Aquatic Microbial Ecology
- Discipline: Microbial ecology
- Language: English
- Edited by: Paul A. del Giorgio, Fereidoun Rassoulzadegan

Publication details
- Former name: Marine Microbial Food Webs
- History: 1985–present
- Publisher: Inter Research
- Frequency: Monthly
- Impact factor: 1.4 (2022)

Standard abbreviations
- ISO 4: Aquat. Microb. Ecol.

Indexing
- ISSN: 0948-3055 (print) 1616-1564 (web)

Links
- Journal homepage;

= Aquatic Microbial Ecology =

Aquatic Microbial Ecology is a monthly peer-reviewed scientific journal covering all aspects of aquatic microbial dynamics, in particular viruses, prokaryotes, and eukaryotes in marine, limnetic, and brackish habitats. The journal was originally established as Marine Microbial Food Webs by P. Bougis and F. Rassoulzadegan in 1985, and acquired its current name in 1995. The journal is currently published by Inter Research.

==Abstracting and indexing==
The journal is indexed and abstracted in:

- Aquatic Sciences & Fisheries Abstracts
- BIOSIS Previews
- CAB Abstracts
- Science Citation Index Expanded
- Scopus

Aquatic microbial ecology studies the effects of bacteria and other microorganisms in oceans, lakes, and rivers. Marine ecosystems are constantly evolving due to changes in chemical balances, light exposure, interactions with other microorganisms, and large animals. Marine ecosystems are interconnected through ocean water circulation; therefore, when one ecosystem is spurred to growth, it can have positive or negative effects on neighboring ecosystems. The microorganisms that make up and affect the marine ecosystems are crucial for the function of all marine ecosystems by determining the nutrient levels available and feeding animals and plants within each ecosystem.

Phytoplankton and bacteria are two organisms that play a crucial role in maintaining the health of marine ecosystems. Their combination of pathways is crucial for the growth of each marine ecosystem. Phytoplankton is crucial for the process of photosynthesis, which allows for bacteria to also grow in ecosystems. When bacteria reach a certain stage of growth, they begin to release ions such as nitrogen, phosphate, carbon, and iron into the ecosystem to allow further growth of the ecosystem. When shortages of these ions go on for significant amounts of time in one ecosystem, the growth of that ecosystem then affects further ecosystems, from this ecosystems across the ocean can later be affected and decline in health due to lack of nutrients and ions from the phytoplankton and bacteria in the original ecosystem.

Aquatic microbial diversity also provides insight into how the metabolism and interactions of individual organisms influence microbial community dynamics and drive biogeochemical processes at the ecosystem level.

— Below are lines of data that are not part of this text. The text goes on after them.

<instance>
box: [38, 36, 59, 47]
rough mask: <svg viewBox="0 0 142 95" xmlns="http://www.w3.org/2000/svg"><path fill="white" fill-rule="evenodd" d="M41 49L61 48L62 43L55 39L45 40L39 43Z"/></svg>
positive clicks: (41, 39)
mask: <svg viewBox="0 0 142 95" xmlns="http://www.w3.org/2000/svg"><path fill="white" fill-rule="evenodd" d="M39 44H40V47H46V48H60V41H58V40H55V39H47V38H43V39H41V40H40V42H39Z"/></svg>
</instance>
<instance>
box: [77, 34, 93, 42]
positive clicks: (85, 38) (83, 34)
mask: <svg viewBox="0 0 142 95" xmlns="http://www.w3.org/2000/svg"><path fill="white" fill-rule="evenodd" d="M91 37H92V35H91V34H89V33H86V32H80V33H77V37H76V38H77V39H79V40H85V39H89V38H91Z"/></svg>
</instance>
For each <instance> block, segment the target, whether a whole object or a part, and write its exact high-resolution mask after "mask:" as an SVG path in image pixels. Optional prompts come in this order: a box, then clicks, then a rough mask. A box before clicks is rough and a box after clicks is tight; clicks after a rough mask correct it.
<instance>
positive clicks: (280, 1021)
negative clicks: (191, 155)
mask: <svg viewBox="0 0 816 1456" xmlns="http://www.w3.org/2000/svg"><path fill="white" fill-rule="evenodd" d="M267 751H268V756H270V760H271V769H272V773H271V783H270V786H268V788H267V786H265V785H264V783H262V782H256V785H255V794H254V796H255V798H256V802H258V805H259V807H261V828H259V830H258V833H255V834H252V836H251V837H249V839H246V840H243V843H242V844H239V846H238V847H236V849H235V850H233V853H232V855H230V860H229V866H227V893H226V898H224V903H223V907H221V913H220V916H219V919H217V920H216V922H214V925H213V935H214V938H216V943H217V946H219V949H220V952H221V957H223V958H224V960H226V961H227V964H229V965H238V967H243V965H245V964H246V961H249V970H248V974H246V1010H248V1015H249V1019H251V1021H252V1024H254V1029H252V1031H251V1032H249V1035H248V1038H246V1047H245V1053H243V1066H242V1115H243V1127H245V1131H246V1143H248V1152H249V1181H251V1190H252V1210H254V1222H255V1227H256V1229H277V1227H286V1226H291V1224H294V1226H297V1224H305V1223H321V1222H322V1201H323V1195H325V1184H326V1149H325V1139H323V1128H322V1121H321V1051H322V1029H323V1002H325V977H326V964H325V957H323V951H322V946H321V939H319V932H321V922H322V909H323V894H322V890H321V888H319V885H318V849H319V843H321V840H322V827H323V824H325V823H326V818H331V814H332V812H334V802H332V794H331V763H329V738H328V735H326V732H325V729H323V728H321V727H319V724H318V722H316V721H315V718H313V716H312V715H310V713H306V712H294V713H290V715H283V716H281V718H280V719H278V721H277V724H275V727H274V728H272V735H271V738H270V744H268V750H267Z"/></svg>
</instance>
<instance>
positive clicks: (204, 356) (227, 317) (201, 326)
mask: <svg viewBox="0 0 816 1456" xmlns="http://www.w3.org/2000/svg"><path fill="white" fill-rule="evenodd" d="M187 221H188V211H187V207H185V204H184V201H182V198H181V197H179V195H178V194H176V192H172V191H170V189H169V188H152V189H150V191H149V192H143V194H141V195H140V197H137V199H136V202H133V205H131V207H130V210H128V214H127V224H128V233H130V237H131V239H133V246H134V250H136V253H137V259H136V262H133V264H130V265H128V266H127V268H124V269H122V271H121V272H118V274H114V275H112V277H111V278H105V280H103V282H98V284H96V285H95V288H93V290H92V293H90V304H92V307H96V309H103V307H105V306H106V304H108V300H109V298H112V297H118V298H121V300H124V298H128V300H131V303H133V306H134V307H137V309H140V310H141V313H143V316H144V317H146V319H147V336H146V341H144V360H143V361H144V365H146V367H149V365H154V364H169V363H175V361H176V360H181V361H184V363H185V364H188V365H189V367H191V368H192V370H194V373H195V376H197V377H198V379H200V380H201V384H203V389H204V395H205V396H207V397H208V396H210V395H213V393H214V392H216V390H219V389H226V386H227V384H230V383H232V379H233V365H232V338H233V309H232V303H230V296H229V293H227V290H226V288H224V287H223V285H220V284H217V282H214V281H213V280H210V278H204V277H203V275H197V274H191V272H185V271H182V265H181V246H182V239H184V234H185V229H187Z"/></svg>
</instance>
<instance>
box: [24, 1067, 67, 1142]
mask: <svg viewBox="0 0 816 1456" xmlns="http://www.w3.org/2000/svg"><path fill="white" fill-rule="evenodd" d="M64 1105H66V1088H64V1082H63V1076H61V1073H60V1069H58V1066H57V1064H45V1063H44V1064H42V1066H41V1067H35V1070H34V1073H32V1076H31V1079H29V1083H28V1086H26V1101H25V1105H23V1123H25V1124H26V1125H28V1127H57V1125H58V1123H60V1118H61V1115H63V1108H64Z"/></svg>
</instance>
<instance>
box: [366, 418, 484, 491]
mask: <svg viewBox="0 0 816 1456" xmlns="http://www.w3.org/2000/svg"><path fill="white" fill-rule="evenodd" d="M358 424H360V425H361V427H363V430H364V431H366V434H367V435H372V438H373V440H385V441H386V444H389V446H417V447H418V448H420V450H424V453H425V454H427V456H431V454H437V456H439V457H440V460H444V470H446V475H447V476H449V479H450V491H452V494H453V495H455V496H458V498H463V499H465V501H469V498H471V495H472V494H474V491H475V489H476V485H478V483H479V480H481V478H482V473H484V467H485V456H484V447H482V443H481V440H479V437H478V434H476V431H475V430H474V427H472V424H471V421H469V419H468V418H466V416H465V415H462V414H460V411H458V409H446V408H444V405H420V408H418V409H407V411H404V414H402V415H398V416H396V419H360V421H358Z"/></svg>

These processes occur across a wide range of environments, from Antarctic aquatic systems to desert water habitats. For example, the Antarctic Polar Front has also been shown to influence marine microbial composition. The Antarctic Polar Front has been found to affect the composition of marine microbial communities. Aquatic microbial ecology has also evolved through a conceptual progression, beginning with the view of aquatic systems as a "water desert," advancing to their recognition as microcosms, and ultimately to their understanding as fully integrated ecosystems.

Anthropogenic pressures on natural environments have steadily increased since the Industrial Revolution due to population growth, habitat modification and destruction, and pollution. Water pollution from human activities represents a major additional stressor on aquatic ecosystems. Flow cytometry (FCM) has recently been used to study microorganisms in aquatic environments. This system helps understand microorganisms' behavior and ecological roles, presenting challenges that traditional methods do not address. This new system has even shown that refractory dissolved organic compounds can be transformed into microbially labile compounds through exposure to solar radiation across multiple wavelength bands.